Bush, my friends, has completely gone over the edge---and he aint comin' back.
"The question is whether they are just playing both ends against the middle in order to get as much money for their oil as possible, or are attempting a strategic realignment to include the Islamic world with them and China (and oil producing Latin American countries) as a major bloc against the U.S."
It's not even a question. They are in way too deep for all "play both ends against the middle strategy". They give our enemies everything and the only thing they give us is words.

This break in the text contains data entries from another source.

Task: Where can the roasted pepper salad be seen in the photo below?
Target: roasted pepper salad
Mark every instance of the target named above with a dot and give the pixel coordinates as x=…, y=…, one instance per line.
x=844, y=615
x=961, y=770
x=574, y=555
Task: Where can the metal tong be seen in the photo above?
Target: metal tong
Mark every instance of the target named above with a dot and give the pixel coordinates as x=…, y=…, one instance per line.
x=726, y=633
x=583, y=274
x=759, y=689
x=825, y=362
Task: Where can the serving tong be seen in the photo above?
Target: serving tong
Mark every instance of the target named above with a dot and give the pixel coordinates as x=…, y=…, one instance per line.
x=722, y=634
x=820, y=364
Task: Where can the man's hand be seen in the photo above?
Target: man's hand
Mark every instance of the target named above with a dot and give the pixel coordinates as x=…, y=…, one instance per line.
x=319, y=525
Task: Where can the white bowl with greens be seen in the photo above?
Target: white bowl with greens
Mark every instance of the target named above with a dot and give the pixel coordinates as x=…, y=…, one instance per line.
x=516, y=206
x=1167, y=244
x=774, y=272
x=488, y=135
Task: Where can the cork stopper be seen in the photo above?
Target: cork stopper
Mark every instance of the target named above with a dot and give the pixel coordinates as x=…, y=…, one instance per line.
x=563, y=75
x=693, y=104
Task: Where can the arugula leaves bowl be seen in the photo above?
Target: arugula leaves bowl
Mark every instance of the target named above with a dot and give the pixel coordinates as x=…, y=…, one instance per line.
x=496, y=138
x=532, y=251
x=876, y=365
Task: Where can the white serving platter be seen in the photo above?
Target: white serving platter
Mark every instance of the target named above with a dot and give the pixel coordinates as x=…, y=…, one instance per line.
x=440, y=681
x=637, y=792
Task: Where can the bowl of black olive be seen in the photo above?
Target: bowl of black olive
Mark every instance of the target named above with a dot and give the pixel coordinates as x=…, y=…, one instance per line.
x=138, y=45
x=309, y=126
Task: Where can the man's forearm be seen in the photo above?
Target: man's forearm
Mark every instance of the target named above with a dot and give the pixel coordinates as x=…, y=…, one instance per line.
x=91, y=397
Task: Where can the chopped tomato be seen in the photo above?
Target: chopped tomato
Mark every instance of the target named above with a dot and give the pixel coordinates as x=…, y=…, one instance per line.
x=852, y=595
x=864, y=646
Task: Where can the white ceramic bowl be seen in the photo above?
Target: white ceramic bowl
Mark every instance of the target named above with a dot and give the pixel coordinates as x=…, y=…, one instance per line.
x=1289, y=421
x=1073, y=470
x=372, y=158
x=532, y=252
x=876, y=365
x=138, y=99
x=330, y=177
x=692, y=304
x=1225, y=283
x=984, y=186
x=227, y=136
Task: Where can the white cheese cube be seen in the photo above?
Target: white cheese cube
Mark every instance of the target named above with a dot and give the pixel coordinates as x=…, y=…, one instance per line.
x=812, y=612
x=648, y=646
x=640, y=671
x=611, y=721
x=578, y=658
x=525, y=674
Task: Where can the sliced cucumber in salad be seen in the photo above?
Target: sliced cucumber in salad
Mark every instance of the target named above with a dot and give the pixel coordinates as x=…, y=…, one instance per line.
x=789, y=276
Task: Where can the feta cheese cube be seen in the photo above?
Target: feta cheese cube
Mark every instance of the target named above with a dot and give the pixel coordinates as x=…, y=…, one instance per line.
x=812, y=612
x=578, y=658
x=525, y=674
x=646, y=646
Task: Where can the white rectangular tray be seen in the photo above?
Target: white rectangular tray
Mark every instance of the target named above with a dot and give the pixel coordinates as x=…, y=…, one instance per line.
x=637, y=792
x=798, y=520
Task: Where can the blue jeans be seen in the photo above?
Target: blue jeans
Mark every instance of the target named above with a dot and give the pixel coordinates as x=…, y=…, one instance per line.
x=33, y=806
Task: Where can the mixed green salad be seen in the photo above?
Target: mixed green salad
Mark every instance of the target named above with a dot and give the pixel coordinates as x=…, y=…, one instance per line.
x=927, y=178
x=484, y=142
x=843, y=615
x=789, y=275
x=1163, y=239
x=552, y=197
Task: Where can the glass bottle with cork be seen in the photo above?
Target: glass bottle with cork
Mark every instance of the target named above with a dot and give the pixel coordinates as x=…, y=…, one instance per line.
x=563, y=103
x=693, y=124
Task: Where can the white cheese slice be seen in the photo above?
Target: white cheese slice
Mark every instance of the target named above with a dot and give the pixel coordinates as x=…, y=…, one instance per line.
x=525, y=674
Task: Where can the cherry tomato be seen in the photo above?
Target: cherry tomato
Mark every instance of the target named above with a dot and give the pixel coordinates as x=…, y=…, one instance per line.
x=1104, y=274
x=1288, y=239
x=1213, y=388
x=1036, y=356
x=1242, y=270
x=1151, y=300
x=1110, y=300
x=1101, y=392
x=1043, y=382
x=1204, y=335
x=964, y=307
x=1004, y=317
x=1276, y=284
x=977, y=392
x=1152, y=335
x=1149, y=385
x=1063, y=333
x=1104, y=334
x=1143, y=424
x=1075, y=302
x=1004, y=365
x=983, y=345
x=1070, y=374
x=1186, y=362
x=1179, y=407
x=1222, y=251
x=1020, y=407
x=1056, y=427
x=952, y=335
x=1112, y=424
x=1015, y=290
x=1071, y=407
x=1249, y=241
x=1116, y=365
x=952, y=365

"But again I refer to the interest by the Russians in what everyone else considers a dangerous nuisance substance."The implications of that very interest may, after initial contact with an Occum's razor, suggest a pattern more indicative of a self-serving attitude of the Russian government, than a geopolitical conspiracy of Golytsynesque proportion. Most average Russians are highly suspicious of this deal, thinking (quite cynically, but not groundlessly!) that any revenue generated by this deal will dissapear into the pockets of inept, corrupt and unaccountable Ministry of Atomic Energy officials, while the country is turned into the world's largest toxic waste dump (if it isn't already). I believe the most direct threat to the U.S. stemming from this development is more opportunity for terror groups to aquire dirty bomb material through mismanagement and mishandling of it. The reports I've seen about various missing radioactive materials in the FSU over the past decade are sometimes frightening. In the past 5 years the situation got better, but still...
Thanks for the info as to how we worked with the Russians on the earlier on spent fuel rods issue.
Seems like we never learn...Russia did nothing to help with Afghanistan, Iraq or N. Korea. Perverted Putin has been a stumbling block..not to mention helping Iran with nukes and helping Saddam get rid of his WMD's. Bush should tell Putin to go "screw himself"!!
Chinese curse: May you live in interesting times.
When George first took office in 2001 I saw so many dangers out there for him to deal with and looking around it appeared to me he would be going it alone without backup.
Tony Blair has been a pleasant surprise.
But there are far too many in this country who should have had his six and have instead proven they aren't men to go to the well with.
"But there are far too many in this country who should have had his six and have instead proven they aren't men to go to the well with."
You sound aware of the external dangers but not clear about (or awfully polite) about internal ones. Some of the men you refer to are quite capable. They are simply on the side of the enemy.